May 2, 2017
Article by Mike Birch
Imagine walking into a church building for the first time. Maybe you’ve just moved to the area. Maybe you’re looking for somewhere to connect spiritually or socially. Maybe you feel like you need something, but are not sure what that is.
What do you look for? Some of us look for a quiet place where we won’t be hassled so we can just observe the surroundings, the people and what goes on. Some of us look for people to strike up a conversation with. The confident ones will initiate, the rest of us will hope there’s some friendly faces on the lookout for guests.
What helps you feel like you fit there? Like you could belong?
Is it people your age – or the ages of your children? Is it music you like?

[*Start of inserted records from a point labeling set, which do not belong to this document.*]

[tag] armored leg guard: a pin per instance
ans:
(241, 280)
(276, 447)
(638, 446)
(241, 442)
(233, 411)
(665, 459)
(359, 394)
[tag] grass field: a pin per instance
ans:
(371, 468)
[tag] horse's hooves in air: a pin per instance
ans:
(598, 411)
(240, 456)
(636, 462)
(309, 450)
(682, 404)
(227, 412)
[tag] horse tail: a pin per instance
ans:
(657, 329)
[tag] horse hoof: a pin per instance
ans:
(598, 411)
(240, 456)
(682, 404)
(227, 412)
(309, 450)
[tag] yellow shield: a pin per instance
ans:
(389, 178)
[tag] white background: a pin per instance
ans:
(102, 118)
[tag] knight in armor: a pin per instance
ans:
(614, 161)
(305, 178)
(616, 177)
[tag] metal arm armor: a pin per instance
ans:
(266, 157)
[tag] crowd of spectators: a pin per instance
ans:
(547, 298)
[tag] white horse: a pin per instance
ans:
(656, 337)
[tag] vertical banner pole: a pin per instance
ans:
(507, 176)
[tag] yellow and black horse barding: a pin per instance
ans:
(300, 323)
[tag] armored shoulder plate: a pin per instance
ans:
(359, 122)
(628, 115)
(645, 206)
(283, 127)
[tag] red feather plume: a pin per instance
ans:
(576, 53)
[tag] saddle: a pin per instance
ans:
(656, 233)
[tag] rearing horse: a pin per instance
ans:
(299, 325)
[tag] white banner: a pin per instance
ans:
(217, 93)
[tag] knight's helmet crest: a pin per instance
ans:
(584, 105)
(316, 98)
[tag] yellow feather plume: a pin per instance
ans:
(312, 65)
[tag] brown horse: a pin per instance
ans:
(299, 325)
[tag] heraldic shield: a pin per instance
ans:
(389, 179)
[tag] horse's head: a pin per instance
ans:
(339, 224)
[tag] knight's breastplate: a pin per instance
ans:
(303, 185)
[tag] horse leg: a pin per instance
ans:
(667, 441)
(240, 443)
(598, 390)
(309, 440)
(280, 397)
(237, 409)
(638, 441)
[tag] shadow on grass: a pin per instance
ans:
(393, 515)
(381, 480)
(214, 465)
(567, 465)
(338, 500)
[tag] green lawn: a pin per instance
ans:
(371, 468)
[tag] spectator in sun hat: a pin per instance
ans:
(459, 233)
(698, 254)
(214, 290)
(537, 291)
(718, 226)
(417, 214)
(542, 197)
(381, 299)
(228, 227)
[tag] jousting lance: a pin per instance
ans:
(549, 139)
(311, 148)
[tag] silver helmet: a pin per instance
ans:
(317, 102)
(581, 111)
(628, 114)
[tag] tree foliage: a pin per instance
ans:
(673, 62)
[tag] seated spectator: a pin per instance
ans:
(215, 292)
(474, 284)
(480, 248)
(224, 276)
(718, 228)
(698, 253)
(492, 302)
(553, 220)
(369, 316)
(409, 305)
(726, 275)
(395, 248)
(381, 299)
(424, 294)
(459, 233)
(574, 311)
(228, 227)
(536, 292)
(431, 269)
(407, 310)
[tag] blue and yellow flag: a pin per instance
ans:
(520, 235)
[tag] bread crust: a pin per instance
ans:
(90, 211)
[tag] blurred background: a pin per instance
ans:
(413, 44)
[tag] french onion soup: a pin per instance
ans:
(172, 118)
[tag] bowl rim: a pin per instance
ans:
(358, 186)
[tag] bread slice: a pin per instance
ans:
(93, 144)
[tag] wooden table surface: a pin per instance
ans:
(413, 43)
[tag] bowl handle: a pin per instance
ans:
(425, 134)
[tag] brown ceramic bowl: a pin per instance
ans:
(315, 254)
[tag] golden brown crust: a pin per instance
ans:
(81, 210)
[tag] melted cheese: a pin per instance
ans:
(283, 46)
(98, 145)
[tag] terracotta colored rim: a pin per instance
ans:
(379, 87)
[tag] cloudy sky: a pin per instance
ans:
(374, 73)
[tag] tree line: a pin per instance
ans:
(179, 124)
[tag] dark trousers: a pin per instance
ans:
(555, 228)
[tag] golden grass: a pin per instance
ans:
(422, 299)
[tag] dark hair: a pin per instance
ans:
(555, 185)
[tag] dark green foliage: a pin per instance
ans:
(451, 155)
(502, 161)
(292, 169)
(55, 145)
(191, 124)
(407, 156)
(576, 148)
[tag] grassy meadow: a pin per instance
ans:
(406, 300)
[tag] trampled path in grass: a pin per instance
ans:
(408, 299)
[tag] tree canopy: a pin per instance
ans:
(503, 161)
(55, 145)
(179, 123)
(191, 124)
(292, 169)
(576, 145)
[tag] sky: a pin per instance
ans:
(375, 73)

Is it the relevance of the teaching to your life? Is it the quality of the facilities? The friendliness of the people? A worship format that you are familiar with?
Rewind to the night that Jesus shared His last Passover meal with His disciples. The night that began the ordeal of the cross.
As He prepared Himself and His disciples for what was about to happen, Jesus prayed the most profound prayer ever recorded. Not only did He pray for Himself and the disciples with Him; He also prayed for all those who would come to believe in Him. He prayed for us.
“My prayer is not for [the disciples] alone. I pray also for those who will believe in me through their message, 21 that all of them may be one, Father, just as you are in me and I am in you. May they also be in us so that the world may believe that you have sent me. 22 I have given them the glory that you gave me, that they may be one as we are one: 23 I in them and you in me. May they be brought to complete unity to let the world know that you sent me and have loved them even as you have loved me.”
– John 17:20-23 (NIV84)
He prayed that we might be one. One in an incredibly profound, supernatural way. One in a way that reflects the unity of God Himself – Father, Son and Spirit.
This kind of unity goes way beyond any human imitation or inclination. It’s deeper than common ground in age, music, gender, sexuality, social status, economic status, education, sporting affiliations, hobbies, political views or opinions on anything for that matter!
It’s a kind of unity that even goes beyond friendliness and a focus on making guests feel welcome.
It’s a glorious unity that can only be given by Christ Himself (v22) through the agency of the Holy Spirit.
It’s community characterised by a sense of freedom and security that comes from knowing that we are deeply loved by Him and by each other. Unconditionally loved.
It’s community that releases the pressure that comes from trying to keep up appearances. Of hiding our mistakes, fears and doubts. We can be who we are right now, yet support each other on the journey of becoming more like Jesus. It’s community that illustrates the gospel.
That’s what leads us to communion.
Communion is something we do in obedience to Christ in order to remember Him (eg: 1 Corinthians 11:23-26).
Communion illustrates everything that makes us one. Like baptism, it enacts the message of the gospel. The message that every single human being is in the same condition without Christ – we are alienated from God and deserving judgement for our sins against Him. The message of free forgiveness made possible because Christ’s death has paid the penalty for our sin. The message that having been reconciled to God we can live as His children with His Spirit within us as a living presence, the guarantee of a future where we will enjoy God the Father, Son and Spirit forever together with saints from every tribe and language and people and nation.
Differences don’t cause division. Sin does. Sin places our differences into competition.
Commonality doesn’t produce unity. Christ does. Freed from bondage to sin our differences become flavours of His grace.
Communion drives us back to those realities.
I was at a rock concert recently with around 13,000 other people. People were dancing, singing, waving arms in the air and generally getting pretty excited. It was great! There was a real sense of belonging because we liked the same music, the same artist. But music that unifies can also alienate. Lovers of classical music or hip hop may not have felt at home!
What is it that the Church offers that nothing else on earth can match? What makes us feel like we belong… and invites us to if we don’t yet?
It’s the gospel. The gospel that is enacted every time we take communion together.